The other half of my game had one simple rule: never pay bills with fakes. First off, my fakes were lame, easily spotted ones — I counted on bored, distracted people to accept them without question. Banks, on the other hand, would trace me.
~ * ~
The dying afternoon sun sifted through my blinds like dust and warmed the stale air in my suite. I stepped up to the bed, a simple twin with a crappy mattress that came with the place. The only thing I’d done was replace the thin gray mattress with a brand new thin gray mattress. I made money by not spending it, but I drew the line at sleeping with a previous tenant’s skin conditions. In fact, news about mattress sales was the only real small talk at the Wallace.
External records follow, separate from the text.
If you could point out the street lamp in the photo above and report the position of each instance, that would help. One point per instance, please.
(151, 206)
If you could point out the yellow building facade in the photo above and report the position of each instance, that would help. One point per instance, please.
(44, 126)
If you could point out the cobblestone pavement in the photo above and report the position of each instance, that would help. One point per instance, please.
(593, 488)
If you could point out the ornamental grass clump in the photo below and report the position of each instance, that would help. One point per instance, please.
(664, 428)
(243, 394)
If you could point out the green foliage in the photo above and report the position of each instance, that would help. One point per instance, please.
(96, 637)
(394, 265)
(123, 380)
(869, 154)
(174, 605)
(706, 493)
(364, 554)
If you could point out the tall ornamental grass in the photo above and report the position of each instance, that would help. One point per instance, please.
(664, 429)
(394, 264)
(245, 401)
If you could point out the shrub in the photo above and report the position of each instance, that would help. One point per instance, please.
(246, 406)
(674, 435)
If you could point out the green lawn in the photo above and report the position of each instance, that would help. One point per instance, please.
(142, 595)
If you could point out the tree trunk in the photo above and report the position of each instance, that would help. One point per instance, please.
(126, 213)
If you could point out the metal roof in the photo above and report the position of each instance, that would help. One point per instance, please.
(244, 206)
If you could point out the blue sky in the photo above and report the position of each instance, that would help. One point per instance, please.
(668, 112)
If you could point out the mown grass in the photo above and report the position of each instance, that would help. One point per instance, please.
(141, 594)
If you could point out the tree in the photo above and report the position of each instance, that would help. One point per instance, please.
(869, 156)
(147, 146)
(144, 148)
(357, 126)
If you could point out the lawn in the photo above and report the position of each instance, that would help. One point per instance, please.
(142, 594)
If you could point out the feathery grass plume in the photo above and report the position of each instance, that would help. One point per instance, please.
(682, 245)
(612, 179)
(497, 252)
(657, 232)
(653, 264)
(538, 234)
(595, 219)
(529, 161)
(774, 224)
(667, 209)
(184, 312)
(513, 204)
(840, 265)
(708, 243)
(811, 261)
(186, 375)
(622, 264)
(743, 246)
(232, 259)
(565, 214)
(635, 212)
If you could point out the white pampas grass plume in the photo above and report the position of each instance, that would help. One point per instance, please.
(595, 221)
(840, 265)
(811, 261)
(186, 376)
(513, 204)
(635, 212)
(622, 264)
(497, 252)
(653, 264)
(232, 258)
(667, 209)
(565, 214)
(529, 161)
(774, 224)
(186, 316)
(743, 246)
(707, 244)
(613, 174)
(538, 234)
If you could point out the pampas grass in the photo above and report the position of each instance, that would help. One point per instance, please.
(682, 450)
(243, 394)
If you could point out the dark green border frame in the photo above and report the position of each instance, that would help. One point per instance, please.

I began emptying my pockets.
Sometimes even I was amazed at how much currency I traded in a day. I tossed bills onto the bed, big sweaty wads of them. I pooled the coins separately, for future sorting. Then, I sat down on the bed and sorted the bills, counting as I went. In bills, I managed three hundred and seventy-three dollars, which wasn’t bad for an afternoon that had ende
d with Henry’s lecture of sobriety. I piled the money into neat rubber-banded stacks, pulled out the strongbox, and the place filled with the golden light of upward mobility for a moment, improved the furniture, removed the water stains, and filled the cracks in the walls. I added the cash. A few quick adjustments in the ledger to reflect the new money, and I put everything carefully back where it had been, the strongbox chained to a bolt.
The apartment was transformed back into the last stop on the way down — nothing to see.
I went into the middle room to my bar, which was just a bottle of whiskey and a pitcher of dusty water. I poured two fingers of booze and stood by the grimy windows, yellow light illuminating the dust.
~ * ~
I felt tired and heavy. So much effort, just to survive. So I decided on a steak for dinner. I changed into a light suit to go to Andy’s around the corner, where all the waiters had a good-natured competition for my big tips. Down in the lobby, I had messages. One was another grifter seeking a loan, but I had better things to do with my money; it never paid to admit I had enough to lend. The second message was from a police contact, an innocuous note signed “Mr. Blue.” I pocketed them both and went to dinner.